Determining what type of reentry housing to provide is another factor to consider, as many of these programs operate with varying levels of structure and flexibility. Emergency housing is for individuals who have no place to go upon their release, and is mostly provided by an overburdened shelter system. Transitional housing, also called “phased permanent,” “transpermanent” or “interim” housing, provides short-term residence and treatment services. Permanent housing teaches complete self-sufficiency and provides a permanent supportive environment for those who need lifelong care. Some reentry housing models, such as St. Leonard’s Ministries in Chicago and The Fortune Academy in New York City, have successfully incorporated more than one type of housing within the same facility or program.

An Emerging Success
The Fortune Society is a prisoner aid organization that has served offenders in New York City since 1967. When a strategic planning process revealed that the organization was losing clients to the streets and prisons due to a lack of housing alternatives, management decided to provide housing themselves. Lacking real estate and housing experience, they hired consultants to help them identify and redevelop a building in West Harlem. After purchasing the building, they began a vigorous campaign to build community support and financial resources for the facility now known as The Fortune Academy, or “The Castle.”

A large part of the Academy’s initial success stems from intense community involvement. Staff regularly attend community meetings, have an open door policy for neighborhood residents to observe their programs and even provide the executive director’s cell phone number to key community leaders for instant access. (Other community outreach activities include hosting a Haunted Castle at Halloween and welcoming neighbors to backyard barbecues.) When they admitted a “controversial” resident, they found that “the level of [community] support that we’ve gotten has been quite wonderful,” according to Executive Director JoAnne Page.

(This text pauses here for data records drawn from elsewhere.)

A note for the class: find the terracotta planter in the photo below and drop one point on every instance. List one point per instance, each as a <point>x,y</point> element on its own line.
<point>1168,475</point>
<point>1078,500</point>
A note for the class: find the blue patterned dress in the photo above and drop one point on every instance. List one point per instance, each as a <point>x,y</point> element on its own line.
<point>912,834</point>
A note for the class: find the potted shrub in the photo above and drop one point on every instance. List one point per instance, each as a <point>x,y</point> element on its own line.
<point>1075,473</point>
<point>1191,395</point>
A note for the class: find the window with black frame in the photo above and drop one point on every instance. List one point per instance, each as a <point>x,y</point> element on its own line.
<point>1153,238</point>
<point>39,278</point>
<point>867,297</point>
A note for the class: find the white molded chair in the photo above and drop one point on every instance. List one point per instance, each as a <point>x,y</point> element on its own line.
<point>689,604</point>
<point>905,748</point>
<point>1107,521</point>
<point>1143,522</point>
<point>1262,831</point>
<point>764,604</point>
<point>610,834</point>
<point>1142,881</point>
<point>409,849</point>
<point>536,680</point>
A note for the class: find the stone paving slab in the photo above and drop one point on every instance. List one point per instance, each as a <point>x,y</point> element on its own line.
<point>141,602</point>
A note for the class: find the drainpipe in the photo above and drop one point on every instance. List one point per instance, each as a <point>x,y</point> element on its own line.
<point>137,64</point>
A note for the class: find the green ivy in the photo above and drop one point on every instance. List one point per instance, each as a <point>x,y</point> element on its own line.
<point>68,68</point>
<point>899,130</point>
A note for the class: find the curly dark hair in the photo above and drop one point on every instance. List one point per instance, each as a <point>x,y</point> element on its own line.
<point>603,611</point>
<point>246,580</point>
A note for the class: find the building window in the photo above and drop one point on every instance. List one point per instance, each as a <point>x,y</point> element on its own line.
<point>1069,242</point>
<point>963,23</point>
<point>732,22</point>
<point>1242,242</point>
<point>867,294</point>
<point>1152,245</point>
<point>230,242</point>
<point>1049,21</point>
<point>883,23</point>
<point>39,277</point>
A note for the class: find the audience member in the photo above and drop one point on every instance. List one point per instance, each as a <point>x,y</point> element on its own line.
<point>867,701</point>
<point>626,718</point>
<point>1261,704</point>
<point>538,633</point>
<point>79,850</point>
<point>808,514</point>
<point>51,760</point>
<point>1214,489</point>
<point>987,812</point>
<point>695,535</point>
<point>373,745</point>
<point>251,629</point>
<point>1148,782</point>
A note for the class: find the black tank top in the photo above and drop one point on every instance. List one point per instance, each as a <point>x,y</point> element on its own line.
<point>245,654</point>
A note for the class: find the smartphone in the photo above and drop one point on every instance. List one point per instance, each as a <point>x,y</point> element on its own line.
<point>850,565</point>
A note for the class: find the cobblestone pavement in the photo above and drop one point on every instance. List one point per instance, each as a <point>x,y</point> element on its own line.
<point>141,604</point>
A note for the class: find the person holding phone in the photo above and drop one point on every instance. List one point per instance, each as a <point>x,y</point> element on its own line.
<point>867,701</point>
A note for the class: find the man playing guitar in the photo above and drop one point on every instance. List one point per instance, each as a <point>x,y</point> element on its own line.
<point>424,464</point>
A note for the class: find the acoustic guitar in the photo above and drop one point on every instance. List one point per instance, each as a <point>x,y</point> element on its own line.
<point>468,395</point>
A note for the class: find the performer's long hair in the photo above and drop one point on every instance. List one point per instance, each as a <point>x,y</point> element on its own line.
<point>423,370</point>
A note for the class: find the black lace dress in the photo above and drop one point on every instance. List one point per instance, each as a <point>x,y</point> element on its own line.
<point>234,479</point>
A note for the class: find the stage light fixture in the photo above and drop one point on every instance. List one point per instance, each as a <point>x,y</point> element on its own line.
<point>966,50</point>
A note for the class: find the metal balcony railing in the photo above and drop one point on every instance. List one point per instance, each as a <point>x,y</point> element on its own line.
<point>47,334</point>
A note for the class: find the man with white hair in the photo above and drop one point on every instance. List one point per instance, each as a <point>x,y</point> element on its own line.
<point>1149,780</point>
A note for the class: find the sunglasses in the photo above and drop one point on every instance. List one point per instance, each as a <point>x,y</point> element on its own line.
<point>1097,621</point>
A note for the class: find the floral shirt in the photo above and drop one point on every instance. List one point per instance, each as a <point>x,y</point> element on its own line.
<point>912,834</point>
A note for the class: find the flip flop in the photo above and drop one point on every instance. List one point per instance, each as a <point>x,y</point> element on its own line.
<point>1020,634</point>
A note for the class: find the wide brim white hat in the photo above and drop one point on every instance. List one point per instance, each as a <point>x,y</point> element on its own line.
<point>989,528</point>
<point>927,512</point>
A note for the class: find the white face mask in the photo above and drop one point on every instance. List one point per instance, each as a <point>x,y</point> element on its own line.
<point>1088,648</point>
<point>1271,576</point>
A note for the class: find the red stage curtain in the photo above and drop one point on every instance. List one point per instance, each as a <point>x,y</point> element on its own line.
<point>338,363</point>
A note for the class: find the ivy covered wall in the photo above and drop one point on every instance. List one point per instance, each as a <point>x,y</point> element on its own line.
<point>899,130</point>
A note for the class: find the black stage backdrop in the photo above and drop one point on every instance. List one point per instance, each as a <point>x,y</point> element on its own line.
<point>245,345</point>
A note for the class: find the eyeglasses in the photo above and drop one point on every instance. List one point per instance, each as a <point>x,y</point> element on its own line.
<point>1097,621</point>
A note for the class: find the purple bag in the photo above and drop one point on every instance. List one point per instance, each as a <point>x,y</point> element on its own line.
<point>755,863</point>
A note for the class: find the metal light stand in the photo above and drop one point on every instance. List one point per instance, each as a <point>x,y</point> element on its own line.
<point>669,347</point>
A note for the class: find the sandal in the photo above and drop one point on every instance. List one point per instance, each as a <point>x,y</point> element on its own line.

Funding for The Fortune Academy has been strategically pieced together to allow for maximum program flexibility. In order to admit anyone who needs one of their 18 emergency and 41 phased-permanent beds, they have rejected funds that would have prohibited them from running their program the way they wanted. Financing from Low Income Housing and Historic Preservation Tax Credits, the New York State Homeless Housing and Assistance Program and a capital campaign covered the nearly $7.7 million construction costs. Their operating funds, about $1.2 million annually, come primarily from tenant rents and U.S. Department of Housing and Urban Development programs such as Housing Opportunities for People with AIDS and Shelter Plus Care.

In terms of entrance criteria, the Academy accepts anyone who agrees to be employed, in treatment and/or in school for 35 hours per week and who does not pose a “present threat of danger.” Everyone is initially placed in emergency housing, and can then transition into phased-permanent units when space becomes available – if they have proven themselves to be both motivated and non-threatening. All residents have access to personalized services and treatment. Those who transition into permanent housing are assisted through the Academy’s staff and counselors who have built an informal network of landlord relationships. An annual graduation ceremony celebrates those who successfully complete their customized care plans. When Academy residents do finally move on, goodbyes are not forever. As one staff person and former Fortune client states, “you are still a Fortune client no matter where you are, how far or how long you’ve been away. You can always come back.”

As more organizations and funders rise to the challenge, reentry housing will become easier to provide and more readily available. Best practices will include more than just a handful of pilot programs, and more organizations will perfect the art of housing and serving ex-offenders with their requisite needs and struggles. Until then, the burden remains on those who care to convince neighborhoods and government that ex-offenders are returning home, and they can either return to the streets and crime or to safe, stable, affordable housing that paves the way to a brighter future.